Dans le faire, l’action a pour but principal de dominer et d’organiser une matière extérieure. Nous la nommerons économique (…) C’est le domaine de la science appliquée aux affaires humaines, de l’industrie au sens large du mot. Elle a sa fin et sa mesure propre dans l’efficacité. 

Sous l’angle de l’agir, l’action ne vise plus principalement à édifier une œuvre extérieure, mais à former l’agent, son habileté, ses vertus, son unité personnelle. Cette zone de l’action éthique a sa fin et sa mesure dans l’authenticité (…) importe moins ici ce que fait l’agent, que comment il le fait et ce qu’il advient, ce faisant. 

Action contemplative, disaient les Grecs pour désigner cette part de notre activité qui explore les valeurs et s’en enrichit en étendant leur règne sur l’humanité (…) Sa fin est perfection et universalité, mais à travers l’œuvre finie et l’action singulière (…) Ce sont les plus hautes spéculations mathématiques, les moins utilitaires (…) les disputes théologiques (…) action du type prophétique

Nous n’avons pas à revenir sur la dimension collective de l’action. Communauté de travail, communauté de destin ou communion spirituelle sont indispensables à son humanisation intégrale.
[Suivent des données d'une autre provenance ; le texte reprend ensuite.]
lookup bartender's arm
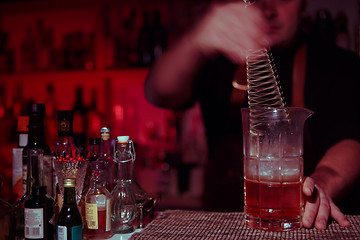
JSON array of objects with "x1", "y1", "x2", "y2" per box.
[
  {"x1": 303, "y1": 139, "x2": 360, "y2": 229},
  {"x1": 145, "y1": 2, "x2": 267, "y2": 109}
]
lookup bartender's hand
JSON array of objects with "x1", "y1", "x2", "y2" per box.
[
  {"x1": 189, "y1": 2, "x2": 269, "y2": 63},
  {"x1": 302, "y1": 177, "x2": 351, "y2": 229}
]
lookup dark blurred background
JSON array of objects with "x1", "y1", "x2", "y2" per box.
[{"x1": 0, "y1": 0, "x2": 359, "y2": 210}]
C’est pour les avoir offertes plus ou moins mêlées à ceux qui ne les trouvaient plus dans l’ambiance de leur vie ou de leur pays que fascisme et communisme doivent une grande part de leur attirance. Ce n’est pas avec les clameurs des solitaires sans espérance que l’on réveillera aujourd’hui une action épuisée de désespoir. 
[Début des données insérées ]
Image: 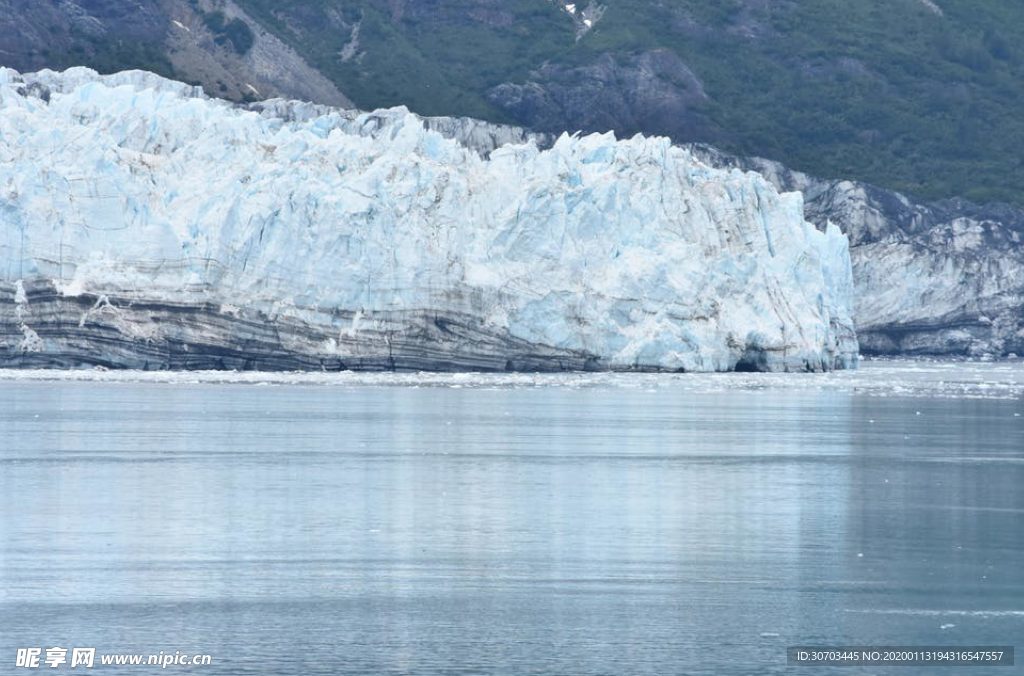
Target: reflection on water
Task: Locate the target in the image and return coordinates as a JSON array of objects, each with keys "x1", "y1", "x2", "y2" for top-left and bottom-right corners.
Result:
[{"x1": 1, "y1": 362, "x2": 1022, "y2": 675}]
Qui ne « fait pas de politique » fait passivement la politique du pouvoir établi. 

Le règne de la médiocrité satisfaite est sans doute la forme moderne du néant, et peut-être, comme le voulait Bernanos, du démoniaque (…) Les uns se livrent à la peur et à son réflexe habituel : le repli conservateur sur les idées acquises et les puissances établies (…) D’autres s’évadent dans l’esprit de catastrophe. Ils embouchent la trompette de l’Apocalypse, ils rejettent tout effort progressif sous prétexte que l’eschatologie est seule digne de leur grande âme ; ils vocifèrent sur les désordres, sur ceux du moins qui confirment leurs préjugés. Reste une issue et une seule : affronter, inventer, foncer, la seule qui depuis les origines de la vie ait toujours bousculé les crises.